June 16, 2007

The Diagnosis

It was 1983, and I was five or six years old. My memories are pretty vague. I remember getting sick with something that gave me a sore throat, some kind of virus. My mom took me to the doctor after a week who confirmed it wasn't bacterial and sent me home. We went again a week later when I wasn't improving, and again was sent home - this time, maybe with antibiotics.

I slept. Incessantly. I couldn't stay awake. I literally slept for 20 hrs straight, when my panicky mother would finally wake me up and beg me to eat something. By the time she could make it back from the kitchen with saltines, I'd be out cold again.

This eventually progressed. I had lost a lot of weight, and looked a bit skeletal. My mom tried to fatten me up, luring me to eat with ice cream sundaes. This was the worst possible thing one could do if your blood sugar was (unknowingly) high, but the best possible thing she could do for me: I got a last hurrah of a heck of a lot of goodies.

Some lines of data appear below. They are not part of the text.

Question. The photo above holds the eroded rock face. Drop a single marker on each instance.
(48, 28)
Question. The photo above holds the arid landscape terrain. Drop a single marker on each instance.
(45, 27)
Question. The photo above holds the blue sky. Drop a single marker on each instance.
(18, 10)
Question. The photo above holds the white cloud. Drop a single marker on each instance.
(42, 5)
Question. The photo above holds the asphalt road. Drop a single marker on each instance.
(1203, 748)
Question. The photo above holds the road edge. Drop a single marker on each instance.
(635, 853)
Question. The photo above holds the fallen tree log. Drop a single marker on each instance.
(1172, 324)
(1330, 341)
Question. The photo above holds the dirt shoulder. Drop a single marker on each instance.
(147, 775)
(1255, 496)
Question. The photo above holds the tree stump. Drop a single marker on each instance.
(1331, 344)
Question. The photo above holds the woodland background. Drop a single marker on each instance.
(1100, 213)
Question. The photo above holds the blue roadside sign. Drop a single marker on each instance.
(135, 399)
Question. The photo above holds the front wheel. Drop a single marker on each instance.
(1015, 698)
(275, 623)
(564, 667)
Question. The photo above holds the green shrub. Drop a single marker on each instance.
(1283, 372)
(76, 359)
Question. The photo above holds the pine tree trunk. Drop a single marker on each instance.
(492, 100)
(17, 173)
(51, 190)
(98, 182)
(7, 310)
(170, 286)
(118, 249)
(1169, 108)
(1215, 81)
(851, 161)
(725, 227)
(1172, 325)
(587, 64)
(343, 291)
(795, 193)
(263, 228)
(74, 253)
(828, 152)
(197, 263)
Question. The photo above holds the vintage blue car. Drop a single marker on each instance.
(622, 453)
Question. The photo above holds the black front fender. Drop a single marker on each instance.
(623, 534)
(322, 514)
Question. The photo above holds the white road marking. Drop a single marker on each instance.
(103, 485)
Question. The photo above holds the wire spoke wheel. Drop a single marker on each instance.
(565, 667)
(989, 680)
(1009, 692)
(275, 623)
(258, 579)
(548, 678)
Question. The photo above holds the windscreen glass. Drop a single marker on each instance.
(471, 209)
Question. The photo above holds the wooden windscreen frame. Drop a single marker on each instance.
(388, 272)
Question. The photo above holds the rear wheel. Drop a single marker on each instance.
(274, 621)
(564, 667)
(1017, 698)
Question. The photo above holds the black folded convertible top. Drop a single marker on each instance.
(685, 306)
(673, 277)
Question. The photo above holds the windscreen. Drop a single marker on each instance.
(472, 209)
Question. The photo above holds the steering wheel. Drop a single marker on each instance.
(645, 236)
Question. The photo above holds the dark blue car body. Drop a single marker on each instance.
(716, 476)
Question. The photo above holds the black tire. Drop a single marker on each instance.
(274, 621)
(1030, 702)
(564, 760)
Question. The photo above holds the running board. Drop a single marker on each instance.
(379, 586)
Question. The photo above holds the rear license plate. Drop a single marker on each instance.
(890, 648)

Around the end of the third week being sick, I started having trouble breathing, my breath was very short and I was gasping for air. Of course, my poor Mommy was terrified, and took me straight back to the doctor. I couldn't stay awake in the waiting room filled with screaming kids. The doc took one look (and probably one smell) and knew; he said you need to take her straight to the ER. NOW.

I don't remember much about this time, so some of this might be wrong, but I am pretty sure my poor Mommy was alone - the family was in the middle of a move to NC. Pretty sure my dad was in NC on business.

When we got to the ER, I think I kind of passed out coming through the doors. I vaguely remember my Mom arguing with a nurse about how she wasn't going to fill out any damn forms.

I woke up again when the elevator dinged. I distinctly remember, "Ooops! Wrong floor!" I have no idea how my mother didn't lose it that day.

Next thing I know, I'm on a table with a giant light over me and a lot of people kept hitting my face asking me to stay awake. The light was really bright and I just wanted to close my eyes. They kept sticking me, but a child's pysche is smart: we don't remember pain, we remember only the circumstances. Apparently my veins had collapsed and they couldn't get a line started. I assume they eventually did a central line or something.

When I was on the table, I like to think I had a mini-near death experience. When I closed my eyes, there was a light BEHIND me, not in front of me, and I was falling towards it. Then they'd slap me, I'd open my eyes and BAM, be back on the table. I don't remember anything after this. I fell further each time I closed my eyes.

I only remember little parts of my hospital stay. I remember it was Easter and the kind, yet clueless volunteers brought me an Easter basket filled with stuff my Mom had to remove (candy). I remember waking up, probably at the crack of dawn and calling Mom & Dad from the lounge. Pretty sure Mom stayed there at first, but I think I was pretty out of it in the beginning.

I think my blood sugar was like > 1500 mg/dl at the time, and it is a miracle I made it.

While it sounds horrible, I don't really remember it, and I certainly don't remember pain. I remember bruises from all of the IV's, but I don't remember the ouchies :) This event was the only traumatic event of my life with diabetes. My childhood was pretty carefree, and my memories are only dotted with stories of diabetes, not dominated. But alas, we'll get to that another day!

Oooo, one last thing I remember: presents, lots and lots of presents. See, everything has a flip side LOL.

Posted by sfisher at 10:18 AM | Comments (0)

June 15, 2007

The Dance of the Bone

Kaylee has this utterly cute routine whenever we give her a bone (re: nutradent).

First she happily takes it from you, runs away.

After about two minutes, she realizes, "I'M TRAPPED!"
"Wherever I am going to bury this thing???"

Thus commences the barely audible whining wheeze, keep in mind the bone is still fully in her mouth at this point. The whines increase, she comes to sit in front of you. The whines become an all out CRY, whimpering, whining, lips trembling, almost losing grip of the bone.

"MOM I HAVE HAVE HAVE to bury this!"

After a while, she gives up on you letting her out of the house, and chooses a location. Usually center of the carpet or her bed.

Now that she has chosen this brilliant hiding spot, she 'buries' it by dragging her nose from about 10 inches away from the bone to the bone, in a circle. It takes her about 15 nose drags to approach and nose drag from every angle around the circle. I assume if she were in sand or dirt, this would suitably drag dirt and cover the bone?

She collapses, happy, she has buried her bone. And sleeps. She'll eat it in about 12 hours!